I know that $\nabla_{\textbf{w}}\text{RSS}(\textbf{w})=\nabla((y-\text{H}\textbf{w})^{T}(y-\text{H}\textbf{w}))=-2\text{H}^{T}(y-\text{H}\textbf{w})$. However, I am having trouble deriving this via the product rule. (I know there are other ways to do this but I am particularly interested in this method)
Here is what I have so far
$$\nabla((y-\text{H}\textbf{w})^{T}(y-\text{H}\textbf{w}))\\ =\nabla((y^{T}-\textbf{w}^T\text{H}^T)(y-\text{H}\textbf{w})) \\ =(-\text{H})(y-\text{H}\textbf{w}) +(y^{T}-\textbf{w}^T\text{H}^T)(-\text{H}) \\ =(-\text{H})(y-\text{H}\textbf{w}) +(y-\text{H}\textbf{w})^{T}(-\text{H}) $$
This is not equal to the proven gradient, nor is it even defined. Where have I gone wrong?

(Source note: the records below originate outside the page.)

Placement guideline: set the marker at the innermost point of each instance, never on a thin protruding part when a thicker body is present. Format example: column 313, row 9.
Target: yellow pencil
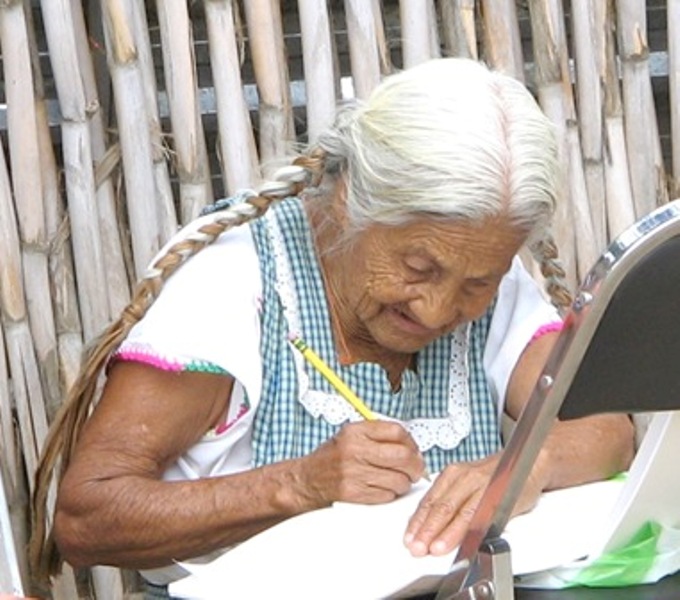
column 334, row 379
column 343, row 389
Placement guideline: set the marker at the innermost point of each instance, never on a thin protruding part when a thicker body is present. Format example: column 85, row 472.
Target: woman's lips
column 406, row 324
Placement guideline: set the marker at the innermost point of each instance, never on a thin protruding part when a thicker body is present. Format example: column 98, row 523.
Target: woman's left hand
column 444, row 514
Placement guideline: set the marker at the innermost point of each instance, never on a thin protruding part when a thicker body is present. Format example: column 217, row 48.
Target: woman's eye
column 420, row 267
column 478, row 286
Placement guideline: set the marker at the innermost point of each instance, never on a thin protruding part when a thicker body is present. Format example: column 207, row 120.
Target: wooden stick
column 620, row 203
column 263, row 18
column 113, row 250
column 458, row 28
column 673, row 24
column 363, row 51
column 134, row 132
column 553, row 82
column 317, row 57
column 588, row 22
column 238, row 155
column 642, row 137
column 417, row 41
column 502, row 41
column 79, row 174
column 165, row 203
column 191, row 156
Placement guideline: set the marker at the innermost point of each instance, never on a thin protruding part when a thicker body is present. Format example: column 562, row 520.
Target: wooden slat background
column 120, row 119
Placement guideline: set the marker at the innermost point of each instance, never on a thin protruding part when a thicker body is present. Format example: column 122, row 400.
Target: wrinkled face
column 409, row 285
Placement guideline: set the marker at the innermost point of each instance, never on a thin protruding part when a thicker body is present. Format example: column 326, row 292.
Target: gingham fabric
column 284, row 428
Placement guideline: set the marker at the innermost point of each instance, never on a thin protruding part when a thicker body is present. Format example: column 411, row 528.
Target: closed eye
column 480, row 286
column 420, row 268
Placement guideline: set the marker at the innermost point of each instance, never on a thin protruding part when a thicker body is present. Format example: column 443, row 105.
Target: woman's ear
column 339, row 203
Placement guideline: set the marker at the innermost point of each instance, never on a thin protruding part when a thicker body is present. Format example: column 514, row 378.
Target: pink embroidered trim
column 547, row 328
column 149, row 359
column 243, row 409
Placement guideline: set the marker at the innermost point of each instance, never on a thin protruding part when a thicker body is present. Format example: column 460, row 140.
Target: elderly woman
column 391, row 249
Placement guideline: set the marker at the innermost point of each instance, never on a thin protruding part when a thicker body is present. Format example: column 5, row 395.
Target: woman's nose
column 440, row 307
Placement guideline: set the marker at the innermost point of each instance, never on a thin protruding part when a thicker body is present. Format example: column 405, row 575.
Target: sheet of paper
column 356, row 551
column 653, row 489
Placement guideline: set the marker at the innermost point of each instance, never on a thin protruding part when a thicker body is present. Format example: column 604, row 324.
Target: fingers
column 367, row 462
column 444, row 514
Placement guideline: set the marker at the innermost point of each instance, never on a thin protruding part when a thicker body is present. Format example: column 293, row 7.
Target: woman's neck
column 353, row 342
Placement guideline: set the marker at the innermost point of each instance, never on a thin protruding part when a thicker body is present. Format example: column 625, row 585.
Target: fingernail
column 438, row 548
column 418, row 549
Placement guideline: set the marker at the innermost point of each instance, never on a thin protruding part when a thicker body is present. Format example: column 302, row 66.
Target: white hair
column 449, row 138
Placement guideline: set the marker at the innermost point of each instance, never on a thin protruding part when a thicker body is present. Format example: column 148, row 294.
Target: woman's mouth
column 407, row 324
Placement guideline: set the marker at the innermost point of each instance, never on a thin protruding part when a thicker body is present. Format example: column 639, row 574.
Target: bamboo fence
column 121, row 119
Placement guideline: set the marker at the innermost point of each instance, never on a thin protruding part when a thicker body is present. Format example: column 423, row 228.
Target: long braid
column 67, row 426
column 546, row 254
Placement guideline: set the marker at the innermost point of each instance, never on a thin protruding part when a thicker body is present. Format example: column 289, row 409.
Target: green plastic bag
column 652, row 553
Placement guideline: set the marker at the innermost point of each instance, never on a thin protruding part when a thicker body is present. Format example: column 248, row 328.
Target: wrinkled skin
column 391, row 293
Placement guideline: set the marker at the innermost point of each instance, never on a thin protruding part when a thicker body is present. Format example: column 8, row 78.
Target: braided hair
column 449, row 139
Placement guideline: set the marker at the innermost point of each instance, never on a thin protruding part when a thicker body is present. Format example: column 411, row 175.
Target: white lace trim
column 446, row 432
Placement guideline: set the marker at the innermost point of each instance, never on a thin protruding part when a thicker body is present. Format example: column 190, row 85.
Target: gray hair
column 450, row 139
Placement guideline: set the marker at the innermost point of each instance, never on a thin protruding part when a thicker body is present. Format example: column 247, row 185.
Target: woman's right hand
column 368, row 462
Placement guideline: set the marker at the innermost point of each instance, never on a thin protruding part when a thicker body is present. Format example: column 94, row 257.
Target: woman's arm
column 574, row 452
column 114, row 508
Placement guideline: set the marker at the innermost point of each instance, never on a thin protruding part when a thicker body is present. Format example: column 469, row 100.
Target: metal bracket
column 489, row 579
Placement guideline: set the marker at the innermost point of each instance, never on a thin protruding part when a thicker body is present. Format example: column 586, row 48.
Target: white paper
column 357, row 551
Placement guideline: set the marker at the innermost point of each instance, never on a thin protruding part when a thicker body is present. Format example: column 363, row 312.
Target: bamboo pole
column 165, row 204
column 78, row 167
column 673, row 24
column 110, row 226
column 553, row 81
column 188, row 137
column 459, row 33
column 84, row 220
column 238, row 155
column 589, row 29
column 23, row 369
column 263, row 18
column 620, row 203
column 386, row 66
column 134, row 126
column 22, row 127
column 317, row 62
column 364, row 53
column 10, row 573
column 642, row 136
column 502, row 41
column 418, row 43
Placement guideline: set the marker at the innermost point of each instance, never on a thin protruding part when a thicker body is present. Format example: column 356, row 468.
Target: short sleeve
column 521, row 310
column 208, row 314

Multivariate gradient can be confusing, especially regarding when we should transpose the vector(s). If you have just started learning, I recommend to check using the indices notation:
$$ RSS= \left( y_{i}-H_{ip}w_{p} \right) \left( y_{i}-H_{iq}w_{q} \right) $$
Here we use the Einstein notation: when two matching indices are present in a product, it means sum of products over all possible values of that index. Now the gradient:
$$ \begin{aligned} \left(\nabla RSS\right)_{j} &= \frac{\partial}{\partial w_{j}}RSS \\ &= -H_{ij}\left(y_{i}-H_{iq}w_{q}\right)- \left(y_{i}-H_{ip}w_{p}\right)H_{ij} \\ &= -2H_{ij}\left(y_{i}-H_{ip}w_{p}\right) \end{aligned} $$
Now we convert it back to matrix - vector notation:
$$ \nabla RSS=-2\mathbf{H}^{\top}\left(\mathbf{y}-\mathbf{H}\mathbf{w}\right) $$
So your mistake is in the second term of LHS on the second row, you should transpose that term and you will get the correct expression.